2.8. In vitro drug combination studies
The MM cell lines RPMI 8226, U266, NCI‐H929, MM.1S, and MM.1R were treated with DCA (D54702, Sigma Chemical Co St. Louis, MO) and chemotherapy agents for 72 or 96 hours, and the neutral red uptake assay was used to determine total viable cell number, expressed as a percentage of untreated/vehicle control cells. (See Appendix S1 for full details.) At least three independent experiments were performed for each treatment.
3. RESULTS
3.1. Patient characteristics
Six Caucasian patients were enrolled in this study between May 2015 and June 2016. Patient demographics, baseline disease, prior treatments, and comorbidities are listed in Table 1. Four of these six patients had myeloma with intact paraproteins, whereas two patients had free light chain myeloma (P001, free kappa; P002 free lambda). The mean age at enrollment was 65.6 years (range 52‐77). They had 2‐7 prior therapies. Five of six patients were on comaintenance treatments during the study (Table 1). Maintenance treatment in P002 (CyBorD) was stopped at study d30 due to steroid myopathy and insomnia.
Table 1.
Patient ID | P001 | P002 | P003 | P004 | P005 | P006 |
---|---|---|---|---|---|---|
Age of enrollment | 70 | 72 | 77 | 61 | 62 | 52 |
Gender | Male | Male | Female | Male | Male | Male |
Age of diagnosis | 65 | 62 | 75 | 60 | 60 | 49 |
Diagnosis (year) | 2010 | 2005 | 2013 | 2014 | 2013 | 2012 |
Ethnicity | Caucasian | Caucasian | Caucasian | Caucasian | Caucasian | Caucasian |
Cytogenetics | Normal | Unknown | Normal | Complex b | Normal | Normal |
Light chain only myeloma (κ/λ) | No | λ | No | No | No | No |
Intact paraprotein (HC/LC Isotypes) |
a IgA/κ | No | IgG/κ | IgG/ λ | IgG/ λ | IgG/κ |
Baseline disease |
FLC (λ‐κ) 45 mg/L |
FLC (λ‐κ) 239 mg/L |
Paraprotein 9 g/L |
Paraprotein 4 g/L |
Paraprotein 4 g/L |
Paraprotein 10 g/L |
Comaintenance treatment | None | CyBorD(until study day 30) | Thalidomide | Thalidomide, DEX | Thalidomide | Lenalidomide, DEX |
Best response received after 1st therapy | VGPR | VGPR | SD | PR | PR | PR |
Lines of prior therapy | 3 | 7 | 2 | 3 | 3 | 3 |
Comorbidities |
Deep vein thrombosis/ pulmonary embolism; kidney stones |
Unknown | Dyslipidemia | No | Gastro‐esophageal reflux |
Deep vein thrombosis/ pulmonary embolism |
Abbreviations: CyBorD, Cyclophosphamide + Bortezomib +Dexamethasone; DEX: dexamethasone; CR, complete response; FLC, free light chain; HC, heavy chain; LC, light chain; sCR, stringent complete response; PR, partial response; SD, stable disease; VGPR, very good partial response.

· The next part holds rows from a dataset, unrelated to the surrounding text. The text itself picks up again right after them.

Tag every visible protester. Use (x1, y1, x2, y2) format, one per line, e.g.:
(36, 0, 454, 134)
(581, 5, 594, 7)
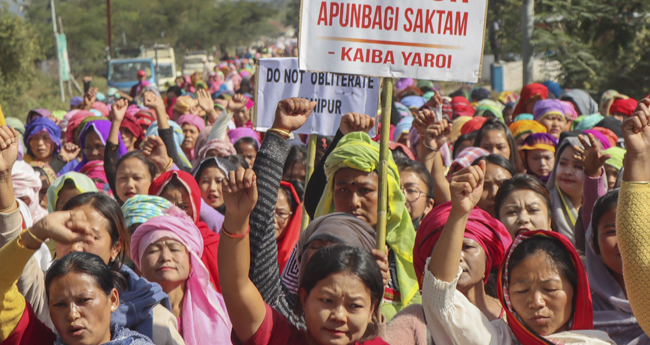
(46, 171, 98, 212)
(533, 99, 568, 139)
(512, 83, 549, 117)
(473, 118, 525, 173)
(397, 159, 435, 230)
(561, 89, 599, 116)
(192, 156, 236, 214)
(520, 132, 557, 182)
(176, 114, 205, 161)
(508, 119, 547, 150)
(275, 181, 302, 272)
(470, 154, 516, 216)
(493, 174, 553, 237)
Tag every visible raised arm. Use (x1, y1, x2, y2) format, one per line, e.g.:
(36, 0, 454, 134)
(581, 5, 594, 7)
(0, 126, 19, 214)
(144, 91, 170, 130)
(618, 99, 650, 336)
(413, 109, 452, 204)
(219, 167, 264, 342)
(106, 99, 129, 202)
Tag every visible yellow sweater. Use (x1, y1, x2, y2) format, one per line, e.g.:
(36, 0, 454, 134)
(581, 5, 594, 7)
(0, 235, 37, 342)
(617, 181, 650, 337)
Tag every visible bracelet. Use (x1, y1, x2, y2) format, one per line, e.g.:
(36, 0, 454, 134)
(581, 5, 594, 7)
(622, 180, 650, 185)
(221, 225, 250, 239)
(422, 141, 439, 152)
(163, 158, 174, 172)
(0, 200, 16, 213)
(267, 128, 291, 139)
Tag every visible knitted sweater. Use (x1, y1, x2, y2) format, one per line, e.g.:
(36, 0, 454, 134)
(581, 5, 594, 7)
(617, 181, 650, 337)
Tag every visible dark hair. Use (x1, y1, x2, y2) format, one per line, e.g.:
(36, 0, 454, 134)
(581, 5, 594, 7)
(297, 245, 383, 340)
(226, 154, 249, 169)
(453, 132, 477, 159)
(494, 174, 552, 222)
(507, 236, 577, 305)
(32, 166, 47, 179)
(116, 151, 159, 182)
(45, 252, 126, 302)
(591, 189, 619, 255)
(391, 148, 410, 164)
(63, 193, 129, 271)
(398, 160, 435, 199)
(472, 153, 516, 177)
(234, 137, 259, 152)
(283, 145, 307, 181)
(279, 185, 299, 214)
(167, 86, 183, 97)
(474, 118, 524, 173)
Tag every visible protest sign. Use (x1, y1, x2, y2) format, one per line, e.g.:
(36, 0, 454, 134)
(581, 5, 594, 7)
(254, 57, 380, 136)
(299, 0, 488, 82)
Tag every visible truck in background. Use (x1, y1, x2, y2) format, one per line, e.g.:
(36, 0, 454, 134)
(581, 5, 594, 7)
(182, 51, 208, 76)
(107, 58, 156, 94)
(141, 44, 176, 89)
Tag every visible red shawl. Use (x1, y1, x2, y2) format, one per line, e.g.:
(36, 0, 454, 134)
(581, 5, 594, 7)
(497, 230, 593, 344)
(149, 170, 221, 292)
(512, 83, 549, 117)
(277, 181, 302, 272)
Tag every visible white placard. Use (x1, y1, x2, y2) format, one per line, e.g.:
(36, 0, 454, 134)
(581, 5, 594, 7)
(299, 0, 488, 82)
(254, 58, 380, 136)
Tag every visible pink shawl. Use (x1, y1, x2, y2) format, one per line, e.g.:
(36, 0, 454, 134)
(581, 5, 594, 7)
(11, 160, 48, 222)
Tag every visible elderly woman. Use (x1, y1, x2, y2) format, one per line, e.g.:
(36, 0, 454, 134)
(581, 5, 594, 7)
(11, 160, 48, 223)
(176, 114, 205, 162)
(131, 213, 232, 345)
(533, 99, 568, 140)
(23, 117, 70, 172)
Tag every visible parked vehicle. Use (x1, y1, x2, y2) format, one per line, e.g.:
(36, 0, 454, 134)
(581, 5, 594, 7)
(107, 58, 156, 94)
(182, 51, 208, 76)
(141, 44, 176, 89)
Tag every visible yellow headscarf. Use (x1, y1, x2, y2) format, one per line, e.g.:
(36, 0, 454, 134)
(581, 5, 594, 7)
(315, 132, 420, 320)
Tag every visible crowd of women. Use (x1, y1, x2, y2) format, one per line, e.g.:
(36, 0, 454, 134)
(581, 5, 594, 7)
(2, 63, 650, 345)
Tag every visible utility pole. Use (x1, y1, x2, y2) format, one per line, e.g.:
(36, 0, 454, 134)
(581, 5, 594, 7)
(522, 0, 534, 85)
(106, 0, 112, 58)
(51, 0, 64, 102)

P001: P001 showed an IgA paraprotein at diagnosis in 2010, but the IgA paraprotein was not detected after 5 years on the screening day for the trial in 2015, thus his disease readout was presented as free light chain myeloma.
P004 cytogenetics results: (43,X, Y, add (1)(q21), add (2)(p23), add (2)(q33), add (4)(p15), der (8) t (8; 17)(p21; q11.2), del (11)(p12), add (12)(q13), −13, t (14; 22)(q32; q12), −16, −16, −17, −20, +mar1‐3[12]/sdl, del (6)(q25)[5]/46, XX [36].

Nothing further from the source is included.